Euclid covered 4.8 square degrees of the sky with this image, corresponding to 22 times the area of the full Moon as seen from Earth. The image has been rotated counterclockwise compared to the celestial projection: north is to the left and east is down.
Read more about this image here.
Explore this image at the highest resolution in ESASky.

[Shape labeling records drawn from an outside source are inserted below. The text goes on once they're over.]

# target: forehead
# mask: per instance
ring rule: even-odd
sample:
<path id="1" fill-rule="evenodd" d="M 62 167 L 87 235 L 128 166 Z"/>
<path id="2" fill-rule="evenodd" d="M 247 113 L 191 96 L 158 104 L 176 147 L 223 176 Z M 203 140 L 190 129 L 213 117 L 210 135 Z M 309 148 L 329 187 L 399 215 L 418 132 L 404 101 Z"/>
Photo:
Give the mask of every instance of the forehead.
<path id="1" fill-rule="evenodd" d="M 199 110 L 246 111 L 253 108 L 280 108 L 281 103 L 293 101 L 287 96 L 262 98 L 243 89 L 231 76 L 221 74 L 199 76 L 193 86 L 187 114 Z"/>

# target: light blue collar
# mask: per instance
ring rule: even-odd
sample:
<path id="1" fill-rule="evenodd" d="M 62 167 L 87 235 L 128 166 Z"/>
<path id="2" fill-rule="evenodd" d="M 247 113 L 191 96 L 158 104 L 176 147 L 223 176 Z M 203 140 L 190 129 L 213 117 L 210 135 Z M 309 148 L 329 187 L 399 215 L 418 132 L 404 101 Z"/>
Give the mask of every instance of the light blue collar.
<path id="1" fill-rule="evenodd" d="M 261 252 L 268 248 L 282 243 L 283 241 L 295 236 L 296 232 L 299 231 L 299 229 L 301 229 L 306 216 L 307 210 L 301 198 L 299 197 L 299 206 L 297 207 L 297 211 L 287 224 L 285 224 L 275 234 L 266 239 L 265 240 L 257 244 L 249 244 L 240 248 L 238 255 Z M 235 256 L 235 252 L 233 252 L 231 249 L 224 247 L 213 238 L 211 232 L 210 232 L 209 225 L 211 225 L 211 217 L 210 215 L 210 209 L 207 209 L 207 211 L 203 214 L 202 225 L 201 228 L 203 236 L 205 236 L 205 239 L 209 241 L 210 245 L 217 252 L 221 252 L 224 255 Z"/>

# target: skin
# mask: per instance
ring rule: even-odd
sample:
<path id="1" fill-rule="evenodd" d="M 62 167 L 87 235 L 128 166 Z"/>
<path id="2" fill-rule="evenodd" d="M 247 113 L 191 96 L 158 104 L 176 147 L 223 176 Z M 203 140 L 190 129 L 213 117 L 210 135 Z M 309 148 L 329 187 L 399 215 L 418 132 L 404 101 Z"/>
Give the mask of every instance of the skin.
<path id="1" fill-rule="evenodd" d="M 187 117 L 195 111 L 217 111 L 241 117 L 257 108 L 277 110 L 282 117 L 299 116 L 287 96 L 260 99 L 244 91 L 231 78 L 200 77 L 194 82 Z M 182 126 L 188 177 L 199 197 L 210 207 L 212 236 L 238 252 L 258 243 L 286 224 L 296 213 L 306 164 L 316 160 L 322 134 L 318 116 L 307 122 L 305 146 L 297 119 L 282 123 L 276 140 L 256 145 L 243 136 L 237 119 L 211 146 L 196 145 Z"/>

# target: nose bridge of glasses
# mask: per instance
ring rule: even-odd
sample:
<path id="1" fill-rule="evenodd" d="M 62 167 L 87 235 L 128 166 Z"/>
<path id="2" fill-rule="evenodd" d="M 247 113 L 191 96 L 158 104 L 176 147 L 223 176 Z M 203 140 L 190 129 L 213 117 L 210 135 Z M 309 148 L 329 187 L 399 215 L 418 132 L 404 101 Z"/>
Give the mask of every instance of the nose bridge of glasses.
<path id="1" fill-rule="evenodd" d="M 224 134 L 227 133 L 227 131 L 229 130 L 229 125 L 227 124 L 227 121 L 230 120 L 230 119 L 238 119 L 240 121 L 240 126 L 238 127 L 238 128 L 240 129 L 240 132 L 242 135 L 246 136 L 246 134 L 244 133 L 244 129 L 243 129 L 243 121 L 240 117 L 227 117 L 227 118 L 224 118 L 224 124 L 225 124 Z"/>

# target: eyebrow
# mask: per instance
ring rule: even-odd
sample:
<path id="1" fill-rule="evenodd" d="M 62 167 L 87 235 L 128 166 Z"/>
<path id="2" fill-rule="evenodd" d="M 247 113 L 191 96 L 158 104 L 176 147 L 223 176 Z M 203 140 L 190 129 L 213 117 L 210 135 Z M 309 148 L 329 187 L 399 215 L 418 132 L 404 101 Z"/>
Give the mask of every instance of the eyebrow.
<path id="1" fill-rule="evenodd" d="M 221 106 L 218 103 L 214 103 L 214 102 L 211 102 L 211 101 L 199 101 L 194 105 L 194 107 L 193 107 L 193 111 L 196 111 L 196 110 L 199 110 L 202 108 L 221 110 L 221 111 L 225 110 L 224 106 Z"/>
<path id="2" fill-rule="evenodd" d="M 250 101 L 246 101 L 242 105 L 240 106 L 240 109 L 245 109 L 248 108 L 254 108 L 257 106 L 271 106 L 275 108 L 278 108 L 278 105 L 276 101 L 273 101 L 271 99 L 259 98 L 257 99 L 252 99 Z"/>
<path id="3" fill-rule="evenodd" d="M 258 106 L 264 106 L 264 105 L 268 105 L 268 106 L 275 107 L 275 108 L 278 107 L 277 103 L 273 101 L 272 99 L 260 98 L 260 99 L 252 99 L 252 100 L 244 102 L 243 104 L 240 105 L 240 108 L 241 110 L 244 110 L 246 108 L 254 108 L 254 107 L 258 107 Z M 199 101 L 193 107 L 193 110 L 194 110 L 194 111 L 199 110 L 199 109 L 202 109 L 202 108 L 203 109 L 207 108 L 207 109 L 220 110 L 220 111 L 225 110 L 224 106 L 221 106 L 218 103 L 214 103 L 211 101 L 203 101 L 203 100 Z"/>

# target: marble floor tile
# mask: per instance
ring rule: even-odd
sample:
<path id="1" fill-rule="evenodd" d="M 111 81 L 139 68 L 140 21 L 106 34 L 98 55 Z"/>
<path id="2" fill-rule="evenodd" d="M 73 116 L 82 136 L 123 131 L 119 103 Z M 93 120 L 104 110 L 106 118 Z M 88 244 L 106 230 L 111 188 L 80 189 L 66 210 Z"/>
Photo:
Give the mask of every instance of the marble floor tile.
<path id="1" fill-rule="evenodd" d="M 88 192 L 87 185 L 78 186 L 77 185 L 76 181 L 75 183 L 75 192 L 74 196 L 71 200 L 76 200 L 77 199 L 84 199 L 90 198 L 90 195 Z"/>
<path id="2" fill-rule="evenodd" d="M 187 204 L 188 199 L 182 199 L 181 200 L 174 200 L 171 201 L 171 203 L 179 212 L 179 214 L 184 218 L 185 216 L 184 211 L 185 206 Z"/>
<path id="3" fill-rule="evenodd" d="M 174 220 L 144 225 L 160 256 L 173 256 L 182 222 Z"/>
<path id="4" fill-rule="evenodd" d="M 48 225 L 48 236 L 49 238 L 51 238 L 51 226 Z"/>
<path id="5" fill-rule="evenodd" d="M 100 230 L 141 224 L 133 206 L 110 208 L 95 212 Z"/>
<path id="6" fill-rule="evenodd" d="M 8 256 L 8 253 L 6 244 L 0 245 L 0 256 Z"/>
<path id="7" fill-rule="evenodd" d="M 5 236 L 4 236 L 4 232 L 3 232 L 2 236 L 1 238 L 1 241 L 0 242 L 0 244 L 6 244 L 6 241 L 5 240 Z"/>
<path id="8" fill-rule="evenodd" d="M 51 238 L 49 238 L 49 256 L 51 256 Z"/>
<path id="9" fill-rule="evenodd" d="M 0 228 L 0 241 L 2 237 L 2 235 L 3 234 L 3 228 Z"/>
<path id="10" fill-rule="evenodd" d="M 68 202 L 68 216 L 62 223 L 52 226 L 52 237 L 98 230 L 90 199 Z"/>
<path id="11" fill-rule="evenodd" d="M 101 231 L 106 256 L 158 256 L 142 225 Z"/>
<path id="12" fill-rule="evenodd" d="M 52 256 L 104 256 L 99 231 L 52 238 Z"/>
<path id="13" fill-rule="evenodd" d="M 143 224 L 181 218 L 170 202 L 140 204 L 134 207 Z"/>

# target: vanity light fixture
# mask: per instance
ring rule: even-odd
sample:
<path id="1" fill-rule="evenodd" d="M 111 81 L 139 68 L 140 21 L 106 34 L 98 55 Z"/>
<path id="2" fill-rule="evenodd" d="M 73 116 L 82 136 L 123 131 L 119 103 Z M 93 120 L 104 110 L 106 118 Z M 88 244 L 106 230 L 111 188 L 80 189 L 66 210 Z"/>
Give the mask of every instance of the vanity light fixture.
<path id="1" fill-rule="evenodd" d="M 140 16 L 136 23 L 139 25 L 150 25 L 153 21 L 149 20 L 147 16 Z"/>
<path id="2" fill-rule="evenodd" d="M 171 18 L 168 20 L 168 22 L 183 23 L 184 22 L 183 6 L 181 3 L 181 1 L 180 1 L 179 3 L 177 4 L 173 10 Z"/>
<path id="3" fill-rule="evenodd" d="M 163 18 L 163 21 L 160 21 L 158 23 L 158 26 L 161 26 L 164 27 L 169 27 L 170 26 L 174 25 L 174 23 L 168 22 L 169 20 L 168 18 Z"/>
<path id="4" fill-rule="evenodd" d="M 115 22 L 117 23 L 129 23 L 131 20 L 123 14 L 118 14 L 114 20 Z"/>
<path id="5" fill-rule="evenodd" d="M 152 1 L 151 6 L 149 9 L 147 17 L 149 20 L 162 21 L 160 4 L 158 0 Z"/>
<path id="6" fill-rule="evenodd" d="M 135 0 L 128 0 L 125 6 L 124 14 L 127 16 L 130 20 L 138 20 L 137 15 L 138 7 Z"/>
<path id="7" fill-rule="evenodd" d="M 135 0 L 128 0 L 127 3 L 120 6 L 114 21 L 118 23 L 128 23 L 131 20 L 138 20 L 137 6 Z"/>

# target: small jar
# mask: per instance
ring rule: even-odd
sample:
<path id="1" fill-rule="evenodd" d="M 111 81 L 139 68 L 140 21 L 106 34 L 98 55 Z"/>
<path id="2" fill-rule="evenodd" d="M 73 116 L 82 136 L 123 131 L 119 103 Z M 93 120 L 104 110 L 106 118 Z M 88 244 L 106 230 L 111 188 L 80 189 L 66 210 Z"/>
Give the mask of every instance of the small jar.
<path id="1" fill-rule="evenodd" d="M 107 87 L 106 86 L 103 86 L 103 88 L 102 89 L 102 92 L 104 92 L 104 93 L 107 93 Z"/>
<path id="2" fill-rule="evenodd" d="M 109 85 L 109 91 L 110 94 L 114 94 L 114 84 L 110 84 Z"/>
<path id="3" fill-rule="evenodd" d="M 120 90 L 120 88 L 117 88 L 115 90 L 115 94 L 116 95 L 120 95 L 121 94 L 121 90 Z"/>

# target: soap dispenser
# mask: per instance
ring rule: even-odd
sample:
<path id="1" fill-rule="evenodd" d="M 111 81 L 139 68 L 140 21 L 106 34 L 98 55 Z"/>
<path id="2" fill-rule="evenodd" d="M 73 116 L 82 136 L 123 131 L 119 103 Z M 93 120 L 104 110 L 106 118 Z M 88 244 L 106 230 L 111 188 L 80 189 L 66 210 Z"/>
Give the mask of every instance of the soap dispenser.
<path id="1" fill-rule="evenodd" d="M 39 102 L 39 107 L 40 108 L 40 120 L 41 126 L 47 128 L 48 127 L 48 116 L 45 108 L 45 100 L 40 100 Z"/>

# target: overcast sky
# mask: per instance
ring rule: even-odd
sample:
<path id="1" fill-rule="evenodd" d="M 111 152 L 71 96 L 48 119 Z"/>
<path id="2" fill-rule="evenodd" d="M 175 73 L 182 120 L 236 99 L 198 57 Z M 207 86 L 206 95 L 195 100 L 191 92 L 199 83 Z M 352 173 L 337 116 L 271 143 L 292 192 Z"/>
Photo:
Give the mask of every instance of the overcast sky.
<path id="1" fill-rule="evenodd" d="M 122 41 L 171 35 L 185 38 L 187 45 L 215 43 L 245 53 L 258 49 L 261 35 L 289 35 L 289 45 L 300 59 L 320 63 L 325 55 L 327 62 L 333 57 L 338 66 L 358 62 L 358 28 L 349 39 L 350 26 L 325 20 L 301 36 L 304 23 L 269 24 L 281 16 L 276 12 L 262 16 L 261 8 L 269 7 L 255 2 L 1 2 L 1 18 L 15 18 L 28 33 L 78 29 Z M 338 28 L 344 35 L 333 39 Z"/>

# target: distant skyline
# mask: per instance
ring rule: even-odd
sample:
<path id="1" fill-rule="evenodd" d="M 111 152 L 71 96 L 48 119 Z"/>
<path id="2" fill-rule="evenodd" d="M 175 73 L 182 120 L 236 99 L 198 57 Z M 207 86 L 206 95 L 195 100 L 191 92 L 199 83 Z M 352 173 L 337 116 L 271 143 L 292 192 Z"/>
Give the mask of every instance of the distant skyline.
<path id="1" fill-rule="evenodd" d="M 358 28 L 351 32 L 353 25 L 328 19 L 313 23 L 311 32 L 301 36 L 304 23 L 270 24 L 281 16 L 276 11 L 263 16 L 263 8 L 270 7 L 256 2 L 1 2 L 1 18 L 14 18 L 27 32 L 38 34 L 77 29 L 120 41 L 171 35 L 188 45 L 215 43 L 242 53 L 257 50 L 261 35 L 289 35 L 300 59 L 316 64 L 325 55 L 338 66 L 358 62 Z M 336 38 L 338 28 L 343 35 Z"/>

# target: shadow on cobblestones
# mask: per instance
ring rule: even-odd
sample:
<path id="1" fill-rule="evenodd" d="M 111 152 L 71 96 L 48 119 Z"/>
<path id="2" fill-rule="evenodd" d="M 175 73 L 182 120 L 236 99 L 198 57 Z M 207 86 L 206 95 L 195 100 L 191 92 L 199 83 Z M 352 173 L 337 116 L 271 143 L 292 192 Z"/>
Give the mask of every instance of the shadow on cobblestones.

[Image description: A dense field of tiny stars fills this wide image taken by the European Space Agency’s Euclid space telescope. The image has an irregular, patchwork shape, with jagged edges and black gaps around the borders. The lower and central areas are dominated by bright yellow and gold colours, forming a textured background similar to fine glitter or sand. Dark brown and black patches cut irregularly through the yellow regions, like ink stains or clouds of smoke. Across the upper part of the image, the colours shift to deeper brown, reddish, and purplish tones, blending into the surrounding star field. Small blue points of light are scattered across the image.]
Technical details:
The Euclid galactic bulge survey was conducted in early 2025 using Euclid’s optical camera VIS (monochromatic, one colour). These are first and foremost Euclid images, defined by Euclid’s crisp resolution and spectacularly wide field of view; the colours were added using observations captured in the summer of 2025 with the Canada-France-Hawai'i Telescope's MegaCam camera (CFHT-Megacam) in Hawai’i. The colours captured by MegaCam are in optical light through three broad-band filters (u, g, and r) overlapping the very broad VIS band over the r-band. The appearance of the most luminous stars in these images looks different than those generated from Euclid-only images, with additional diffraction spikes and a subtle halo around the very bright stars. This a consequence of combining Euclid VIS data, for their sensitivity and sharpness, and CFHT-MegaCam for the colours. Subtle differences in optical design of the two telescopes become apparent for the brighter objects.